The factor separating the MOOC phenomena from other sources of online learning (such as this site) is that courses given by MOOC providers such as Coursera, Udacity and EdX are taught by professors at some of America’s most prominent universities, giving students living anywhere in the world the chance to partake in classes taught in the Ivy’s and other big-name institutions at no cost.
In order to kick the tires of this newly popular educational modality (as well as compare it to other alternatives for online learning, such as iTunes U), I enrolled in a Coursera’s popular course entitled Think Again: How to Reason and Argue.
The course is organized along twelve weeks, with a new set of video lectures (usually totaling 1.5 hours in length) released weekly, alongside exercises accompanying each video lecture and other course materials (syllabus, reading recommendations, graded quizzes released every three weeks, etc.). I’ve got some catching up to do since I enrolled late, but one of the benefits of the MOOC phenomenon is the ability to join up mid-steam (if you’re willing to cram).
And how is the experience so far? Well instruction by the two professors teaching the course is solid and clear and since video lectures were shot outside the classroom, they avoid some of the problems associated with many iTunes classes where a professor is simply miked while teaching their regular class (problems such as pauses to answer student questions that you cannot hear off-mike).
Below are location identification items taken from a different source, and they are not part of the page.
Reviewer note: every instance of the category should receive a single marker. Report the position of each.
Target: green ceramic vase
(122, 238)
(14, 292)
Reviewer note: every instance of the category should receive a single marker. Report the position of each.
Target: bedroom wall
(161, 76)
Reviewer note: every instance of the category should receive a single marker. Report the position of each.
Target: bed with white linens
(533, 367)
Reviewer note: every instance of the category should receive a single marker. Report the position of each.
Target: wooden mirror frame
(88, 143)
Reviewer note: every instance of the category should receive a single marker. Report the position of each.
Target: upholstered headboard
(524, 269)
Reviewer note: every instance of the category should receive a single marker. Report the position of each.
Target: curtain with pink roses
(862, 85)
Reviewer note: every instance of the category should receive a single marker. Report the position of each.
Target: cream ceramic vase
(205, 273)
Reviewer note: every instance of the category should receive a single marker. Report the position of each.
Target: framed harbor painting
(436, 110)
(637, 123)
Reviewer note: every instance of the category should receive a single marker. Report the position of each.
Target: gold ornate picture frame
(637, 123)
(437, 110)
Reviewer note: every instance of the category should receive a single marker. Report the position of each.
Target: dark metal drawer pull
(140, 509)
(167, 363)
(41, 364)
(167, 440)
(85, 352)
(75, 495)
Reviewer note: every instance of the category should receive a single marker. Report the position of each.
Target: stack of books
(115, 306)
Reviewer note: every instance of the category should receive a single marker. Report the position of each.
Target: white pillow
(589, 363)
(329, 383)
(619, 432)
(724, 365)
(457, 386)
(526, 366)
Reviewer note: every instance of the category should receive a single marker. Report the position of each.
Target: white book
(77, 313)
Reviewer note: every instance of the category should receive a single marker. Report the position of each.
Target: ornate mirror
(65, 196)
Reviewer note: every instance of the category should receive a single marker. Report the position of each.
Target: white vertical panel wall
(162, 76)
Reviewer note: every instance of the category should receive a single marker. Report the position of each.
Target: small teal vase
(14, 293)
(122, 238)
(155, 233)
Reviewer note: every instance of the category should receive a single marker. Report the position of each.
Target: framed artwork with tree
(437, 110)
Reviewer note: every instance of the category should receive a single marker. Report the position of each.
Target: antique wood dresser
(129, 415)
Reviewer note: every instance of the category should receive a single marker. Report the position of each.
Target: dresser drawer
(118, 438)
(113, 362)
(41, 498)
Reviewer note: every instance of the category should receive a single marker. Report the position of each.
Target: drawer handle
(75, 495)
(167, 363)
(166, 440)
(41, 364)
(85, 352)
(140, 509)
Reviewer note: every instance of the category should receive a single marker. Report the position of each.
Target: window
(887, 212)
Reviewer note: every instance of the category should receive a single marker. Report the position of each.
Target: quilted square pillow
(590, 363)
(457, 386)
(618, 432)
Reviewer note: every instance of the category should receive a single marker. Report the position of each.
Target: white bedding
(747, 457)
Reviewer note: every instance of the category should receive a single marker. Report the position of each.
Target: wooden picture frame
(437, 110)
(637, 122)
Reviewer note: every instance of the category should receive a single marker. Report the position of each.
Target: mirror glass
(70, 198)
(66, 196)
That said, the videos are definitely home made with audio, lighting and focus levels doing whatever they want whenever they want, which can be distracting. And I strongly suspect that these videos were shot at different times and out of sequence (given that at least one of the lecturer’s beard keeps appearing and disappearing, sometimes in the same video).
These distractions are somewhat mitigated by the fact that most of the talks can be just listened to, rather than watched (at least if you can hold the image of text-based syllogisms or truth tables in your head). And given that most live lectures involve watching a professor pace while talking, I’ve never thought video (or audio) compares that unfavorably with the traditional lecture class (at least with regard to communicating content).
I’ve only gone through the weekly exercises so far, which consist of standard, auto-graded multiple-choice questions of decent quality (I’ll see how they – and I – do on the graded quizzes later this week). And the professors just announced a “contest” involving students submitting and voting on arguments constructed and shot on video, which seems like a creative means of engaging students in a process where manual grading of complex assignments is impossible due to the huge number of students enrolled in the class.
I’ll report more on the experience as I get to the end of the class, as well as comparing this MOOC to other free resources available for learning the tools of critical thinking. But for now, Think Again provides a nice mechanism for learning more of the formal methodology described but not taught in great detail in Critical Voter, so feel free to join the other 150,000 of us in class sometime.